開演のブザーが鳴り、幕が上がるとまずは金井の1人芝居が展開される。机にかじりついているのは小説の執筆に行き詰まる男だ。衣替えしようと男がタンスの中から冬服を取り出すと、服が縮んだのか身体が昔より大人になったからなのか、異様にサイズが小さい。その子供サイズの服をなんとか着てみようと奮闘するさまが会場の笑いを誘う。
続いては阿諏訪が登場。家に帰ってきた子供が、母親にジャスコに誘われるも断ってマンガを読んだり、次のコードもわからずにギターを弾くシーンを演じた。視力の悪いその子供はメガネを学校に置いてきてしまい、マンガもギターも、手元のものが何もかも見えずイライラ。双眼鏡や鏡、さらにガムテープや拾ったパンツを駆使して作った、いびつな“簡易メガネ”を着用したあられもない姿に客席からは笑い声がこぼれた。
那須は会社をクビになり、妻も子供も、ペットの猫も失う、悲しいサラリーマン役。妻や子供の名前を呼びながら家中を探していると、ケータイやスーツの上着など身につけていたものもどんどんなくしていく。不意に窓を開け、汚れない瞳で星を眺めたところで那須のパートは終了。そして第4幕では3人が集結し、離れ離れになった家族だったのではないか、と検証を重ねる。それぞれの言動で家族の再会に確信を持った3人だったが、いざ名前を呼んでみるとまったくの他人だったことが判明し、苦笑いしながら散り散りに去っていった。

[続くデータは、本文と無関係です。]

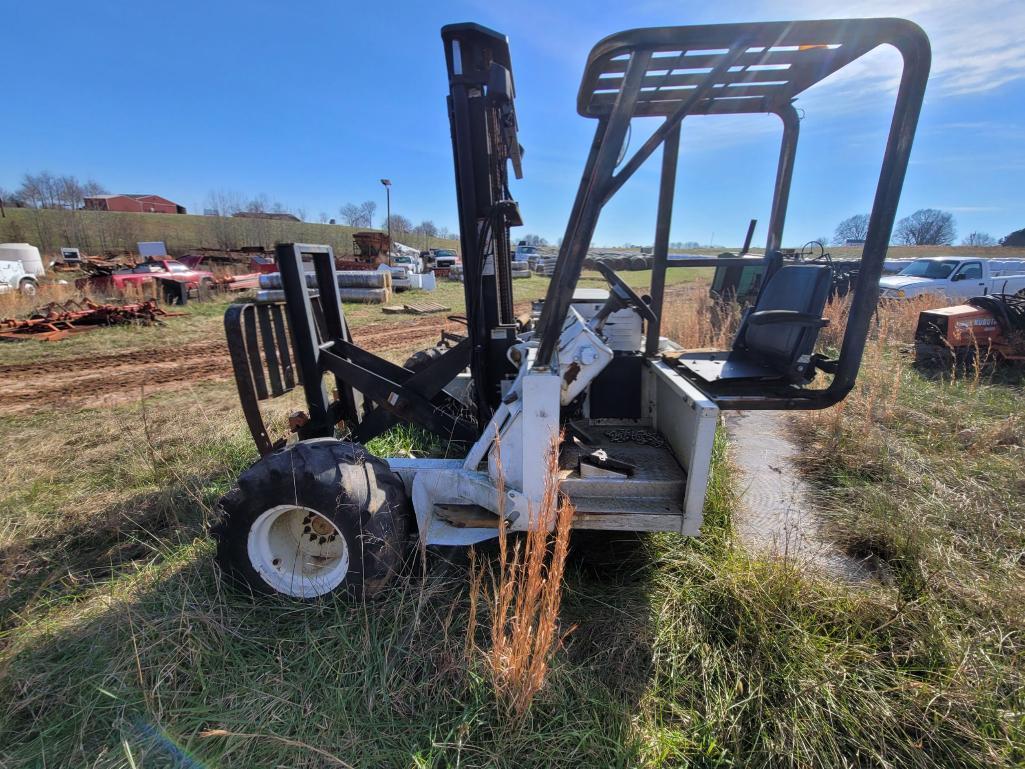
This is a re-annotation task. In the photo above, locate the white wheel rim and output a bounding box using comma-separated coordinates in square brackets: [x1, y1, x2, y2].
[247, 505, 349, 597]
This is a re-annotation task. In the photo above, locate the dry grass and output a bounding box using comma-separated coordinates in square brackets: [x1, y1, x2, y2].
[469, 433, 575, 723]
[789, 292, 1025, 767]
[660, 285, 741, 348]
[0, 282, 82, 319]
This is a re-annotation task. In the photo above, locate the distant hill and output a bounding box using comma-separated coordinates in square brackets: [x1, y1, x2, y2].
[0, 208, 458, 257]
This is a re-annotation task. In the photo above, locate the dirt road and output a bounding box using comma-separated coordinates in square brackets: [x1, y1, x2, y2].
[0, 316, 463, 415]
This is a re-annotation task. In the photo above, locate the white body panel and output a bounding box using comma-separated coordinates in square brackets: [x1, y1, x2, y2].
[0, 259, 34, 293]
[645, 360, 720, 535]
[392, 301, 719, 546]
[0, 243, 44, 277]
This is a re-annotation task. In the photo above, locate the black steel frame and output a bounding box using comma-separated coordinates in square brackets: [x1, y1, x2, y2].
[225, 243, 477, 454]
[533, 19, 931, 410]
[442, 23, 523, 425]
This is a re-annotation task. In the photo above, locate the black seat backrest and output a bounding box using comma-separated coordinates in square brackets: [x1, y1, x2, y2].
[734, 264, 831, 383]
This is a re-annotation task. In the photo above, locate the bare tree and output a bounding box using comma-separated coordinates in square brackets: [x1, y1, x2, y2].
[893, 209, 956, 246]
[962, 231, 995, 246]
[82, 179, 107, 198]
[522, 233, 548, 246]
[318, 211, 329, 224]
[205, 189, 245, 249]
[385, 214, 413, 241]
[0, 185, 26, 208]
[360, 200, 377, 227]
[58, 176, 80, 208]
[246, 193, 271, 213]
[206, 189, 244, 217]
[18, 173, 46, 208]
[832, 214, 870, 245]
[413, 219, 438, 250]
[339, 202, 366, 227]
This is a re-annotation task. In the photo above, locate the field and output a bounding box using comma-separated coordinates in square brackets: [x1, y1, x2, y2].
[1, 266, 1024, 767]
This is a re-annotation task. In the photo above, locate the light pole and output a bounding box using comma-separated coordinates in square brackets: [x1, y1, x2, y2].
[380, 179, 392, 252]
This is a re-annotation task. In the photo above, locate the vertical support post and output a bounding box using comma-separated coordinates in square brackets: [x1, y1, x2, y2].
[534, 51, 651, 368]
[740, 218, 757, 254]
[276, 243, 333, 438]
[829, 31, 931, 399]
[308, 245, 362, 427]
[646, 121, 681, 357]
[765, 103, 800, 257]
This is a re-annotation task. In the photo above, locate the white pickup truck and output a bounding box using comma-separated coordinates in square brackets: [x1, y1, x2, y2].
[878, 257, 1025, 300]
[0, 260, 38, 296]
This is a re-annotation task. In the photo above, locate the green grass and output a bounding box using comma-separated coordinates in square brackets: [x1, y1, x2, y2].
[3, 361, 1024, 765]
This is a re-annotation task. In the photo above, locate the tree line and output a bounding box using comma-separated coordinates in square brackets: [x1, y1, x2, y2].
[1, 172, 107, 211]
[832, 209, 1021, 247]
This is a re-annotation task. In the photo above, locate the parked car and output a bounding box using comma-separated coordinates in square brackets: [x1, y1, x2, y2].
[0, 259, 38, 296]
[878, 257, 1025, 300]
[515, 242, 541, 268]
[426, 248, 459, 271]
[76, 258, 216, 294]
[391, 254, 422, 274]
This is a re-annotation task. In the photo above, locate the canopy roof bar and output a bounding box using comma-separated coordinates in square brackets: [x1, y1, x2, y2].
[579, 19, 900, 118]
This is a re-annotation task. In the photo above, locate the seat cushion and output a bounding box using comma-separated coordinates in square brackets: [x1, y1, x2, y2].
[740, 264, 831, 365]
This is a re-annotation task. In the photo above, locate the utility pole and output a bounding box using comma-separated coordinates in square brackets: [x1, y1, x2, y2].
[380, 179, 392, 251]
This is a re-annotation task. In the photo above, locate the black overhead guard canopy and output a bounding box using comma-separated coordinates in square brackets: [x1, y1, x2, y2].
[578, 18, 917, 118]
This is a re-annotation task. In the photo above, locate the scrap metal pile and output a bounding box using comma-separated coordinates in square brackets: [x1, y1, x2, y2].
[0, 299, 184, 342]
[53, 251, 137, 276]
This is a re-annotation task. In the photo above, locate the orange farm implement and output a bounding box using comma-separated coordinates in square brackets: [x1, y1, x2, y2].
[0, 299, 184, 342]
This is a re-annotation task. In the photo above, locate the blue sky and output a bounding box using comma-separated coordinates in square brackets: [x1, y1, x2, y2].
[5, 0, 1023, 247]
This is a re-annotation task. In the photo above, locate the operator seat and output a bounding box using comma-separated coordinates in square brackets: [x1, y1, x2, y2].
[673, 264, 832, 385]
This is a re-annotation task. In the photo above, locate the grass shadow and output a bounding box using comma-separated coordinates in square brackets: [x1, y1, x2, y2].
[0, 470, 224, 632]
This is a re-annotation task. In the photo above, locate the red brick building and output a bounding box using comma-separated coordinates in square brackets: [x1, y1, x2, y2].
[83, 194, 186, 214]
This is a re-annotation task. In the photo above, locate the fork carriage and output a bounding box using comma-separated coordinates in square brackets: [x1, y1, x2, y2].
[212, 18, 930, 598]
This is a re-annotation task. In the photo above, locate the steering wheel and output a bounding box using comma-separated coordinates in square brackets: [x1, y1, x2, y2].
[799, 240, 832, 266]
[594, 261, 658, 326]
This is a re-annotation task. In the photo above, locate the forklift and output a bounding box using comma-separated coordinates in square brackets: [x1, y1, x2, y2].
[212, 18, 930, 598]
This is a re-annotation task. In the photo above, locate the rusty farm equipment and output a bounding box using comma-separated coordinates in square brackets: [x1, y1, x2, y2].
[0, 299, 184, 342]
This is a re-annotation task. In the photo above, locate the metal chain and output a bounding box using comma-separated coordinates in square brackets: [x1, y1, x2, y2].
[604, 428, 667, 448]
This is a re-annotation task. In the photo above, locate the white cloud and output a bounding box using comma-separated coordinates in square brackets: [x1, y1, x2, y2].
[781, 0, 1025, 96]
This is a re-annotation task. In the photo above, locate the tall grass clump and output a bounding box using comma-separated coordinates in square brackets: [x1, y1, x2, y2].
[660, 286, 742, 348]
[468, 433, 575, 724]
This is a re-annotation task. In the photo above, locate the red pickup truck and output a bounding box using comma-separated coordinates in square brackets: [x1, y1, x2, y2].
[77, 259, 216, 294]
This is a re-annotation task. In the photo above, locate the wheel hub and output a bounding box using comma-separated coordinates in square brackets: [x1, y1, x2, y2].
[247, 505, 349, 597]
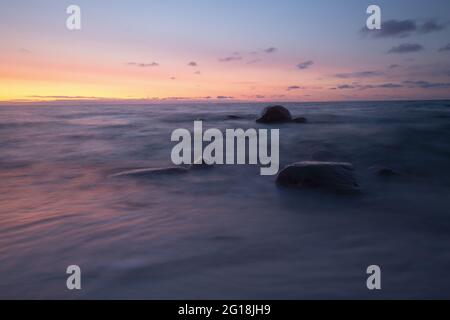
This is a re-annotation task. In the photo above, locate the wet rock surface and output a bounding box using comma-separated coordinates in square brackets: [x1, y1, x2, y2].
[292, 116, 307, 123]
[276, 161, 360, 194]
[256, 105, 293, 123]
[110, 166, 189, 178]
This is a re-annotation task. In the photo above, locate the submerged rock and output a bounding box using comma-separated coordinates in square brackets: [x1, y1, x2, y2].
[110, 166, 189, 178]
[292, 116, 307, 123]
[370, 166, 399, 177]
[111, 158, 215, 178]
[276, 161, 360, 194]
[256, 105, 292, 123]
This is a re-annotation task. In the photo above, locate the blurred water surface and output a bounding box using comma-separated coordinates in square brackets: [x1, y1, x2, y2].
[1, 101, 450, 298]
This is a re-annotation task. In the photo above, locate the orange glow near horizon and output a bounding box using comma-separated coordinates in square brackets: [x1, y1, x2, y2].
[0, 53, 329, 102]
[0, 52, 392, 103]
[0, 40, 409, 103]
[2, 33, 449, 104]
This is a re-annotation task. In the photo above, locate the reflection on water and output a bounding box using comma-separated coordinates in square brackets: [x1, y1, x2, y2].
[1, 101, 450, 299]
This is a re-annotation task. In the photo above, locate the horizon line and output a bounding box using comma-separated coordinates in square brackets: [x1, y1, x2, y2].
[1, 97, 450, 107]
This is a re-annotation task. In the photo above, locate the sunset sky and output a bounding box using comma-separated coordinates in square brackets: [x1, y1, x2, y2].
[1, 0, 450, 104]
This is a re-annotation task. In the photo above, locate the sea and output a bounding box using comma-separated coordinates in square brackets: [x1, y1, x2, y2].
[1, 100, 450, 299]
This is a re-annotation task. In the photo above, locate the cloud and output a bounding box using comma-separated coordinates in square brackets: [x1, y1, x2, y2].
[333, 81, 450, 90]
[389, 64, 401, 69]
[360, 19, 447, 38]
[334, 71, 382, 78]
[331, 83, 403, 90]
[264, 47, 277, 54]
[297, 60, 314, 70]
[219, 56, 243, 62]
[334, 84, 356, 90]
[403, 80, 450, 88]
[361, 19, 416, 38]
[127, 62, 159, 67]
[163, 96, 191, 101]
[376, 83, 404, 88]
[388, 43, 424, 54]
[188, 61, 198, 67]
[170, 76, 176, 80]
[418, 19, 447, 34]
[287, 85, 302, 91]
[216, 95, 234, 99]
[439, 44, 450, 52]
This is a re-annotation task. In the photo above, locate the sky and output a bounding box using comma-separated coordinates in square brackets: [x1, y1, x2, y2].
[1, 0, 450, 104]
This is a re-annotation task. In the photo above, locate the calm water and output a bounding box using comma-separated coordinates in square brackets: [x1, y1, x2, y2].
[1, 101, 450, 299]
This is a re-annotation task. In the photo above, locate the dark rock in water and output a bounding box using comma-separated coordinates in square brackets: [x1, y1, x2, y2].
[111, 166, 189, 178]
[292, 116, 307, 123]
[369, 165, 400, 177]
[311, 150, 337, 161]
[226, 115, 242, 120]
[256, 105, 307, 124]
[111, 157, 215, 178]
[276, 161, 360, 194]
[256, 105, 292, 123]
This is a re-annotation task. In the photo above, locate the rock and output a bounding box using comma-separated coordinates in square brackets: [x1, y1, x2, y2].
[292, 116, 307, 123]
[110, 166, 189, 178]
[276, 161, 360, 194]
[369, 165, 400, 177]
[372, 166, 399, 177]
[111, 157, 216, 178]
[256, 105, 307, 124]
[256, 105, 292, 123]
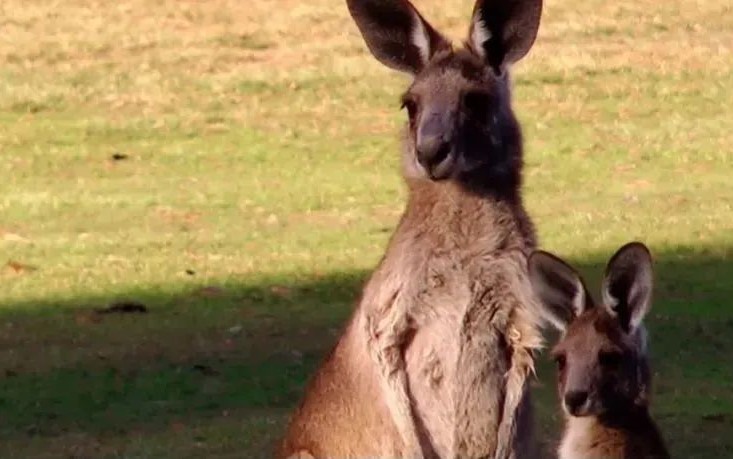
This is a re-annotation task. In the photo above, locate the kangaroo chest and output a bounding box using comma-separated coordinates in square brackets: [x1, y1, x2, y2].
[404, 254, 535, 458]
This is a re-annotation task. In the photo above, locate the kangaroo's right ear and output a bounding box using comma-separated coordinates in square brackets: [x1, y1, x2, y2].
[468, 0, 543, 73]
[602, 242, 654, 333]
[528, 250, 592, 332]
[346, 0, 450, 75]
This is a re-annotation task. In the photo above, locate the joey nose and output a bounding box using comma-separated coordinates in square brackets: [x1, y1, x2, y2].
[564, 391, 589, 415]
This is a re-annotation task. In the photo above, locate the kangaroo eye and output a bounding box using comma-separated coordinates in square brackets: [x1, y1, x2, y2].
[554, 354, 567, 371]
[599, 350, 623, 368]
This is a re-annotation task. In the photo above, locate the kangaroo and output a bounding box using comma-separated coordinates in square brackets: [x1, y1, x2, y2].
[527, 242, 671, 459]
[278, 0, 545, 457]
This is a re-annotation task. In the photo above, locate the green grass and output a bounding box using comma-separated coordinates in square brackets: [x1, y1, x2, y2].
[1, 0, 732, 457]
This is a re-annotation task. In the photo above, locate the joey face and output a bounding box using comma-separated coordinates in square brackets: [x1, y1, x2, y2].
[552, 307, 648, 417]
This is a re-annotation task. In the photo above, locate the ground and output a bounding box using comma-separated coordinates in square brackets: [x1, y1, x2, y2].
[1, 0, 732, 457]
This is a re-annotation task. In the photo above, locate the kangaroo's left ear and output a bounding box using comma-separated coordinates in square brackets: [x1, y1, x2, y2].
[467, 0, 543, 73]
[528, 250, 592, 332]
[602, 242, 654, 333]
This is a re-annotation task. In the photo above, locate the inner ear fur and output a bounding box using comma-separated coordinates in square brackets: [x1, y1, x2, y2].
[602, 242, 654, 333]
[346, 0, 450, 75]
[468, 0, 543, 72]
[528, 250, 592, 332]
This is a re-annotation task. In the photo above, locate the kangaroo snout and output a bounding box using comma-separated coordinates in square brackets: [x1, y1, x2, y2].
[564, 390, 590, 416]
[416, 112, 455, 180]
[416, 136, 453, 180]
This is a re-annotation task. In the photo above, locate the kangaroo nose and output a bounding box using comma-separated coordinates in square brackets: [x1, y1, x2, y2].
[564, 391, 589, 415]
[415, 108, 454, 180]
[416, 135, 450, 167]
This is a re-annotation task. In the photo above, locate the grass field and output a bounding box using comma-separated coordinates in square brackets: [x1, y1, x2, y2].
[1, 0, 732, 457]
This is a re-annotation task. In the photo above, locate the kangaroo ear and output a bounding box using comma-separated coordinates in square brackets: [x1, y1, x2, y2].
[602, 242, 654, 333]
[346, 0, 450, 75]
[528, 250, 591, 332]
[468, 0, 543, 73]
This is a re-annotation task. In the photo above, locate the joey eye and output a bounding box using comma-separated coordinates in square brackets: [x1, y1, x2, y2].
[554, 354, 567, 371]
[462, 90, 492, 120]
[598, 350, 623, 368]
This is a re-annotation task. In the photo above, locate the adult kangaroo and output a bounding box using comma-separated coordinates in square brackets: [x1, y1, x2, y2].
[279, 0, 545, 458]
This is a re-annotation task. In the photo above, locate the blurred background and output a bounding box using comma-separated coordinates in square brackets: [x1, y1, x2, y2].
[1, 0, 732, 457]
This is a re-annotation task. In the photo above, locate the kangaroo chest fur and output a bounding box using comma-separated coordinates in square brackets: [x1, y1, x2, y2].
[405, 246, 539, 457]
[370, 189, 541, 458]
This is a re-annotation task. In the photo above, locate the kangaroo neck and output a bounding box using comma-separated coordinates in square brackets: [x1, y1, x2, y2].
[562, 408, 668, 459]
[399, 179, 535, 252]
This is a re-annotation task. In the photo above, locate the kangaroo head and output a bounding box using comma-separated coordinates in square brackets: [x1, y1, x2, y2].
[346, 0, 542, 185]
[528, 242, 655, 418]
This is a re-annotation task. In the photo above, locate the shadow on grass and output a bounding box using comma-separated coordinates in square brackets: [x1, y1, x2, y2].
[0, 244, 732, 457]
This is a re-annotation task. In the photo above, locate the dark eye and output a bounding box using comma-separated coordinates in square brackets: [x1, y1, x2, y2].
[554, 354, 566, 371]
[462, 90, 492, 119]
[400, 98, 418, 122]
[598, 350, 623, 368]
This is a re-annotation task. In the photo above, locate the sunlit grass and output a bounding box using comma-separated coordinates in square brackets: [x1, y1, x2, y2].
[1, 0, 732, 456]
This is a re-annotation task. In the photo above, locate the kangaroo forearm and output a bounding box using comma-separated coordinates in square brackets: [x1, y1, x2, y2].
[363, 302, 424, 459]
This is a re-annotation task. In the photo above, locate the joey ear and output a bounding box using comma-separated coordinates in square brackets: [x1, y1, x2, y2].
[602, 242, 654, 333]
[468, 0, 543, 72]
[346, 0, 450, 75]
[528, 250, 591, 332]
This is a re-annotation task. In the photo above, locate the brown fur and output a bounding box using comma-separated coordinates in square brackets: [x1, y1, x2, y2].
[279, 0, 547, 457]
[279, 185, 543, 459]
[528, 243, 670, 459]
[559, 407, 669, 459]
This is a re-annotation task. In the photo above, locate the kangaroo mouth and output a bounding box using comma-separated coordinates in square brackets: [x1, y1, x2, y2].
[425, 148, 454, 180]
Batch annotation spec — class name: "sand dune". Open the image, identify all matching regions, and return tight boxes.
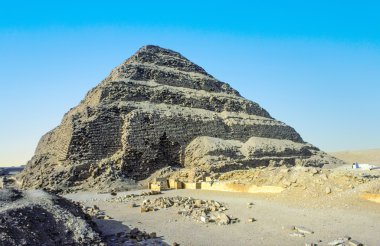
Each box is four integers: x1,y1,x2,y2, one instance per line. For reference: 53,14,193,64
330,148,380,164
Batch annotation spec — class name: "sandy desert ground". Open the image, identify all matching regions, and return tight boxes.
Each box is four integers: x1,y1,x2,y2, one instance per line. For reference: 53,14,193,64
330,149,380,165
65,167,380,246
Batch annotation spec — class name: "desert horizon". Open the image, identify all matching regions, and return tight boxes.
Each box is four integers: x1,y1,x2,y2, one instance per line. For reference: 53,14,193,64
330,148,380,165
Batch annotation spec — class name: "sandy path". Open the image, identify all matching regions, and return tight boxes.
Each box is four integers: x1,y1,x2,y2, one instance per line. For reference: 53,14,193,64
65,189,380,246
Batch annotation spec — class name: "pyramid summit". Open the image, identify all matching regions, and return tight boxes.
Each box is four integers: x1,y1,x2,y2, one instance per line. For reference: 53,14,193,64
19,45,343,191
126,45,210,75
106,44,243,98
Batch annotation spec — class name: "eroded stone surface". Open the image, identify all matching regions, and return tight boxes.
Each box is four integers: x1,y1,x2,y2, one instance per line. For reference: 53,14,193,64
19,45,344,191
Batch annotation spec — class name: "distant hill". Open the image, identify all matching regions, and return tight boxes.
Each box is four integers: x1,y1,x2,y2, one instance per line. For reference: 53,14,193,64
329,149,380,164
0,166,24,176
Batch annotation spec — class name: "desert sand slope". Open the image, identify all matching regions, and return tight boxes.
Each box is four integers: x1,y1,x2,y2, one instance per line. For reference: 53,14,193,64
330,148,380,165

エンディングでは、この舞台が徳永英明の「壊れかけのレディオ」の歌詞に沿って進行されていたことがタネ明かしされ、「鳥肌立ったでしょ? 要するに、天才なんです!」とこの仕掛けに胸を張る那須。次回公演への手応えを感じたようで、演じてほしい曲のリクエストも募った。劇団化も目指しているという「芝居う!」の今後の活動にぜひ注目を。